Democracy is hard work

Past event IN PERSON

Friends of Europe Democracy is hard work 2023

What happened?

Alumni of the European Young Leaders (EYL40) network met in Brussels on Friday with a brief to seek innovative solutions to citizens’ dwindling faith in democracy and the growing influence of populists’ authoritarian messaging.

“We firmly believe that democracy, right now, doesn’t work. It’s slightly off-kilter and needs to be rebalanced to reflect what the reality is,” Adam Nyman, Director of Citizen Outreach and Engagement at Friends of Europe, told the group.

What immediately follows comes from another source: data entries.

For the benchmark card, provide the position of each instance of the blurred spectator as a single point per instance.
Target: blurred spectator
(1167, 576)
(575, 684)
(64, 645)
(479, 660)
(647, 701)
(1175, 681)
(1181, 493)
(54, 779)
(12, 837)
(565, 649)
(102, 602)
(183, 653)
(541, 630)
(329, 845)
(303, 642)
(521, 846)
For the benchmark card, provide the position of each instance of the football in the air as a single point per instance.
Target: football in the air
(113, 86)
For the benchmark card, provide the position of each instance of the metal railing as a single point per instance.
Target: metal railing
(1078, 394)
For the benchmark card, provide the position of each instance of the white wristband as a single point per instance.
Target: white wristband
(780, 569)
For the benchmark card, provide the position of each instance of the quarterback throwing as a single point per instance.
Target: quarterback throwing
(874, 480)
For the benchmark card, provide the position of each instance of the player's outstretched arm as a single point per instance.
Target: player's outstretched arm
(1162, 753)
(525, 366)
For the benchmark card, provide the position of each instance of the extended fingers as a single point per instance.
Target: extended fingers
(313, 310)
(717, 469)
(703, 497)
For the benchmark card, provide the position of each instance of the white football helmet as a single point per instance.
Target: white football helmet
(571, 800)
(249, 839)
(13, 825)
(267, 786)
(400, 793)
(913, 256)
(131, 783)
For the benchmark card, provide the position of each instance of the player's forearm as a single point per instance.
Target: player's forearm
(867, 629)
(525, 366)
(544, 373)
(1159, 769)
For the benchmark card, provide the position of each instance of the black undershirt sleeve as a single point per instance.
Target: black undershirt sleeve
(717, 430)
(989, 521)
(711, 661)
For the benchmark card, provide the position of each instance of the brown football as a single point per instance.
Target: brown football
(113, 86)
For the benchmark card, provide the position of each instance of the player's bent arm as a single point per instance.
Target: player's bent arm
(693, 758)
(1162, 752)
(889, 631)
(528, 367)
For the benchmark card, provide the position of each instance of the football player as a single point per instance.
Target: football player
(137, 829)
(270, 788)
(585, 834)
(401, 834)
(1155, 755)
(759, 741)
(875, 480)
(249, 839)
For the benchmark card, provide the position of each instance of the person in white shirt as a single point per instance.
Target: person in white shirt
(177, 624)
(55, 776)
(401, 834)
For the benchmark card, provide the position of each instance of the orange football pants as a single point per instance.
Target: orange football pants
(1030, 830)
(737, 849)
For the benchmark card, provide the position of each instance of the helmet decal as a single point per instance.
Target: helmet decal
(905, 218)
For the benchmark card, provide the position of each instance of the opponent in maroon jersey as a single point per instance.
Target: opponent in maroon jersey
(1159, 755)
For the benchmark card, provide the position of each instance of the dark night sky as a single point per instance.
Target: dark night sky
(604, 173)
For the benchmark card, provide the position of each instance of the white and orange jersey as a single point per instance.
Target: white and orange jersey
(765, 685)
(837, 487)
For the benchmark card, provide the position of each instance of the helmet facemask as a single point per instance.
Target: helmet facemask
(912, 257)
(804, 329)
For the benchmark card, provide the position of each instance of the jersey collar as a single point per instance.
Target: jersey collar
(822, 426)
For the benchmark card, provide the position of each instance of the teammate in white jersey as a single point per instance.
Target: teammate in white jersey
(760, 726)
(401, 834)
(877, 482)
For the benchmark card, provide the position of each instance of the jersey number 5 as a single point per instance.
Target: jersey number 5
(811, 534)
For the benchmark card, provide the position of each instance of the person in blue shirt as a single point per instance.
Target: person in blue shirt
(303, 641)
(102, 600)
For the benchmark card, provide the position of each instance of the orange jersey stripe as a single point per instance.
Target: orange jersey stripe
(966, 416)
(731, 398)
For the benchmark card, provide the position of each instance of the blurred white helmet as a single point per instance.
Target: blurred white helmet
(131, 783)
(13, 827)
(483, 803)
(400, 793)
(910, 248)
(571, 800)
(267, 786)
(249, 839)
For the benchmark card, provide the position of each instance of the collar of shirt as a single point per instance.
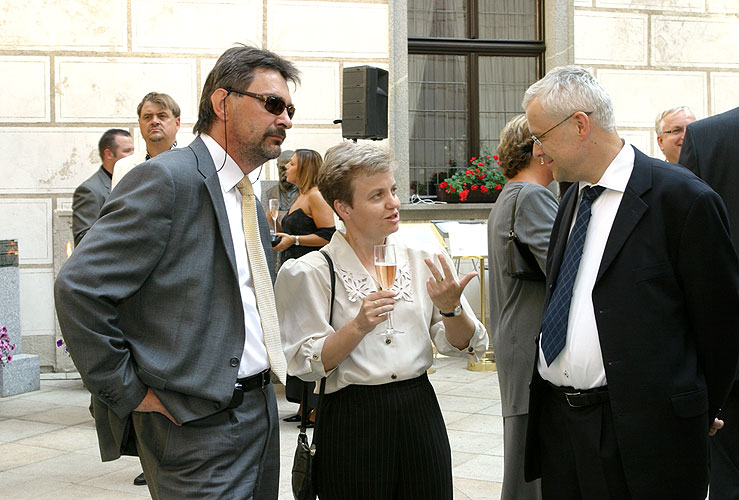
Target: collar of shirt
(617, 173)
(230, 174)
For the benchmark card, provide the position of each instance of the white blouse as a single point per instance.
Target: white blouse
(303, 291)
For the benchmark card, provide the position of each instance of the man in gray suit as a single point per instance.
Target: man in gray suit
(89, 196)
(159, 309)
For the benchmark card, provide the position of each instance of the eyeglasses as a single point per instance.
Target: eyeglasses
(537, 140)
(676, 131)
(272, 103)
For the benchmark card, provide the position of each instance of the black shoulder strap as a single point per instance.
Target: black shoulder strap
(305, 414)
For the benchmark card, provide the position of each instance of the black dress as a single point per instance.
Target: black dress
(299, 223)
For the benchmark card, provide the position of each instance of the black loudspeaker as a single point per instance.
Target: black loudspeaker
(364, 103)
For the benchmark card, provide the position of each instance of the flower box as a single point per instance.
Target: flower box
(478, 182)
(472, 197)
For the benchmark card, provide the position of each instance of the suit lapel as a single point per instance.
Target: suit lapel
(630, 211)
(213, 185)
(104, 180)
(557, 248)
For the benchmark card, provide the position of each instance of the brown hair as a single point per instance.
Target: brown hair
(516, 145)
(309, 164)
(163, 100)
(235, 69)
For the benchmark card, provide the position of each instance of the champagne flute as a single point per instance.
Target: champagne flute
(274, 210)
(385, 267)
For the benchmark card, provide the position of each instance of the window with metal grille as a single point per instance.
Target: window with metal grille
(469, 62)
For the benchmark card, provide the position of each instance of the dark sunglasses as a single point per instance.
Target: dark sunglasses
(272, 103)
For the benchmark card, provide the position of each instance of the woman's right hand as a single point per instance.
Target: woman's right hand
(285, 243)
(374, 309)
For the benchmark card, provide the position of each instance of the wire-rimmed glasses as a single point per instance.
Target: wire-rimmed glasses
(537, 139)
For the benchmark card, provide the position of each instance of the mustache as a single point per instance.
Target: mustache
(275, 131)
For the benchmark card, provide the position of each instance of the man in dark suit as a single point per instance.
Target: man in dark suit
(167, 306)
(89, 196)
(710, 150)
(638, 347)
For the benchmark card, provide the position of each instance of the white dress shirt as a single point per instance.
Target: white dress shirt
(302, 292)
(254, 358)
(580, 364)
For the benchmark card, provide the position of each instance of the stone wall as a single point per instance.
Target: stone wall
(70, 69)
(651, 55)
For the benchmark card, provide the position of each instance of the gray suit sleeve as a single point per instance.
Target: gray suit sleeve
(535, 213)
(86, 206)
(119, 254)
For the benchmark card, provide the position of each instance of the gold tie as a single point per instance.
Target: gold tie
(262, 281)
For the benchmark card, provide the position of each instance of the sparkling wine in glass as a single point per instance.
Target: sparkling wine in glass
(385, 266)
(274, 210)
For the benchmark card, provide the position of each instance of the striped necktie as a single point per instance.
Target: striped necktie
(554, 322)
(262, 281)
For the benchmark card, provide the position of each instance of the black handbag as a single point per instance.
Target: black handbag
(303, 483)
(522, 264)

Nyman explained how ‘2024 Voices’ – a project led by Debating Europe, the citizen engagement unit of Friends of Europe – is using data on the nature of European democracy; analysing focus-group information; and examining different approaches to strengthening democracy through, for example, civic education, citizens’ assemblies or expanding the electorate by lowering voting ages.

As part of Friends of Europe’s drive to endow Europe with a Renewed Social Contract by 2030, the ‘2024 Voices‘ project is bringing in 2,024 citizens in seven EU countries to gauge opinions on issues relating to democracy, economics, climate change and security.

“What we are doing is listening to what citizens say and feeding that into the activities that Friends of Europe does,” Nyman explained. “It is at the core of everything we do. Without it, we would be absolutely lost.”

For real-world lessons on democracy, the group heard from two 2015-2016 EYL40s, Michał Olszewski, Deputy Mayor of Warsaw, on October’s parliamentary election in Poland, where a centrist coalition defeated the populist incumbents; and Ivan Štefunko, Founding Chairman of Progresívne Slovensko and Consultant in Innovation Policies, whose party scored strongly in September’s Slovak elections despite a victory for pro-Russian populists.

They examined the political divide between big city and rural voters, stressed the need for positive messaging and loyalty to core values, and emphasised the necessity of progressive parties looking beyond their core educated urban electorate to reach out to neglected groups.

“Where the democratic movement failed [in the past], it was on dignity and caring about people. They focused on economy, they focused on being stronger, moving forward to the future, but they didn’t really care what’s happening in the rural areas […] Now it’s changed,” Olszewski said. “One of the most important things, when we are in unstable times like we have now, is to care about everyone.”

The young leaders also brainstormed in a series of parallel roundtables on options for building a democracy fit for the 21st century, looking at increased democratic suffrage through civic education and capacity building; embracing democratic innovation; and the threats and opportunities of digital democracy.

Among the ideas to emerge were calls for greater political outreach to school-age people, signature apps to counter deep fake messaging, public funding for independent journalism, and community events to counter social isolation.

This event was limited to European Young Leaders (EYL40) and took place in Brussels. Follow us on Twitter, LinkedIn, Instagram or Facebook, and join the #EYL40 discussion!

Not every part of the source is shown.